I’m new to sonarqube and I’m not a java developer. We are developing some automation around onboarding to sonarqube and I had some general questions around maven projects which will be used by many different teams within the organization.
The tool tip says:
Your project key is a unique identifier for your project. If you are using Maven, make sure the key matches the “groupId:artifactId” format.
I assume this means it has to match what you have in the maven POM file and not just anything that conforms to that “format” - is this correct?
If it has to match the groupId:artifactId from a maven project, what options are available if there is conflict between two different projects that share the same groupId:artifactId? Can you include additional metadata in the project key? Is there a recommended way to handle this situation?
You’re correct that the groupId:artifactId values are expected to be pulled from your project’s top-level pom.
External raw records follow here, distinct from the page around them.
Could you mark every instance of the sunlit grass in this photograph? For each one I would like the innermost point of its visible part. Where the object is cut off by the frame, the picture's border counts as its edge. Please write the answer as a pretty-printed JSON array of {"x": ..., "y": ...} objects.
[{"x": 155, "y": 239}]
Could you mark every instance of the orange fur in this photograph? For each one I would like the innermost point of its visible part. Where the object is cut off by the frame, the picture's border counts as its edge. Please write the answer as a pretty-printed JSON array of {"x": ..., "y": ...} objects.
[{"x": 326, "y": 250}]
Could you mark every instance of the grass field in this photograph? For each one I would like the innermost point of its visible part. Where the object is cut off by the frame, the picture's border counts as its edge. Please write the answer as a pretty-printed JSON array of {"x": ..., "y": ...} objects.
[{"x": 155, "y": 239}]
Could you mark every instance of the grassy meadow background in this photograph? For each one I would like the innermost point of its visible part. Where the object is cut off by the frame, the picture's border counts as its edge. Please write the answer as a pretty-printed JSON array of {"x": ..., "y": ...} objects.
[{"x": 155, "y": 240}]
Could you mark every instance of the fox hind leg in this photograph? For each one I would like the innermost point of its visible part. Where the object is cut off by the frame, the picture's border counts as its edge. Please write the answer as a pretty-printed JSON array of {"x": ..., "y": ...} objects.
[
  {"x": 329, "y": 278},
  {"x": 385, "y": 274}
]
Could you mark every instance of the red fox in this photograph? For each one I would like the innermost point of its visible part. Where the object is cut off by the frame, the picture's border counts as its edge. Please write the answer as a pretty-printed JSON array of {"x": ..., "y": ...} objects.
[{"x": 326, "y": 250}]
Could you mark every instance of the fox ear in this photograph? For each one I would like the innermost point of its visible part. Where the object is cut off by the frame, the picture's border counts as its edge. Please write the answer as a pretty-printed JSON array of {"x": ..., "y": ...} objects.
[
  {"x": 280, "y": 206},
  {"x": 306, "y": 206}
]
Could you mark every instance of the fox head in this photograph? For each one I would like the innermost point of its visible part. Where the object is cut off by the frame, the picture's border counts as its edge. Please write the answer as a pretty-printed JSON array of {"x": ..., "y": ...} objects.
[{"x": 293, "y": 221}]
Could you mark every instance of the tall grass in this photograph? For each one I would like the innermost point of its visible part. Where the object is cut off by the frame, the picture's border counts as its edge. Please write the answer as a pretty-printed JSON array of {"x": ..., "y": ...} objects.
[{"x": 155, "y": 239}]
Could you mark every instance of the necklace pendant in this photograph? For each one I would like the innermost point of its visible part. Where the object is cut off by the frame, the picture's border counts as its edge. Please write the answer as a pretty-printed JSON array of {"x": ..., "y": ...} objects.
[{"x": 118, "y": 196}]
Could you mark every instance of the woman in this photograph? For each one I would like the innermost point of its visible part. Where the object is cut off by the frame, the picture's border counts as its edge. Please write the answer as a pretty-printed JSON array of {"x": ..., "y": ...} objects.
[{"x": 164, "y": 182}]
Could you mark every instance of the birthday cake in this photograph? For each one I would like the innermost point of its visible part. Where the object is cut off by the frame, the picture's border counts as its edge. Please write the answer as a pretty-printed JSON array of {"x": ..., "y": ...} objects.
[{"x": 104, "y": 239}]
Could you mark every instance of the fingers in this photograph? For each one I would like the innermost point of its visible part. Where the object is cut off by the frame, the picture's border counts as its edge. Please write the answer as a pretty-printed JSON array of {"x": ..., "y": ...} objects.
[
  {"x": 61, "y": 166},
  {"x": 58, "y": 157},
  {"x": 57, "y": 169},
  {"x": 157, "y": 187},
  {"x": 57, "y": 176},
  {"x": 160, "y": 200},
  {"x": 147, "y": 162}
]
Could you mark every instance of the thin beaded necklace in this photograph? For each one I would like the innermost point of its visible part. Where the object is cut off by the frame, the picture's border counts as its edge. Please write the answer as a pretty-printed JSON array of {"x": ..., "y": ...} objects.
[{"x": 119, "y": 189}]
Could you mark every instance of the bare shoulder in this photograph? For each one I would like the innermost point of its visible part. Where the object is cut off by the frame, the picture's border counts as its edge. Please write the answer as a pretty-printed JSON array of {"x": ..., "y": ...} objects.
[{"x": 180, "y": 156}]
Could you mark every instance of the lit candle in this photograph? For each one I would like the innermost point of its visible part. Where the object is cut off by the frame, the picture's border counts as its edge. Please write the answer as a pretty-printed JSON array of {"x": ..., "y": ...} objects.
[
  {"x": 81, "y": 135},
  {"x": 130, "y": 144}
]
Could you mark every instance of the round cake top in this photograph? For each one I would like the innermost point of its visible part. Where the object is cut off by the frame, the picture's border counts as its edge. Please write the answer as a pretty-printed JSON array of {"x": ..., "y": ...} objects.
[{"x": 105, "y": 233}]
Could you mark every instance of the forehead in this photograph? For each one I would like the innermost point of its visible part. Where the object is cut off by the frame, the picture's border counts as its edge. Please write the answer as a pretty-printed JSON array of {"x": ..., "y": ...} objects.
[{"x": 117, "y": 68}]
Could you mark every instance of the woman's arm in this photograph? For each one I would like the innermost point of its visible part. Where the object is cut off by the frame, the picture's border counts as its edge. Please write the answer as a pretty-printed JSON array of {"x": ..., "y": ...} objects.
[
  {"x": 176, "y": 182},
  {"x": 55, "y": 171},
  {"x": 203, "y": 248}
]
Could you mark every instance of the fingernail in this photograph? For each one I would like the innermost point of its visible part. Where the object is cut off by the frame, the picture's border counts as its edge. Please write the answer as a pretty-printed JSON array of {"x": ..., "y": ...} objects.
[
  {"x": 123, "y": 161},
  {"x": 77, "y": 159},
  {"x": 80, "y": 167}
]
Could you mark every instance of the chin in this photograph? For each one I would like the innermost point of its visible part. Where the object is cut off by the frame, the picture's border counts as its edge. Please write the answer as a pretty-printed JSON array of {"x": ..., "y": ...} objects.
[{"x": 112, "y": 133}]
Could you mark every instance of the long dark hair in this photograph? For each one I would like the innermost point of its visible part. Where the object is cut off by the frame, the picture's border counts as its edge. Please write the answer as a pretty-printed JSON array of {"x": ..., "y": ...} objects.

If you have two projects with the same group and key (why???) then you can override the project’s default key either by adding a <sonar.projectKey>overrideValue</sonar.projectKey> in a <properties> section, or by passing -Dsonar.projectKey=overrideValue on the analysis command line.
Thanks for the clarification. As to “why” that is a long answer
Correct me if i’m wrong but it also seems like these settings will enable creating a project key that does not conform to groupId:artifactId e.g: “foo” whilst allowing the user to leverage the settings above such as <sonar.projectKey>foo</sonar.projectKey> to scan the project, is this correct?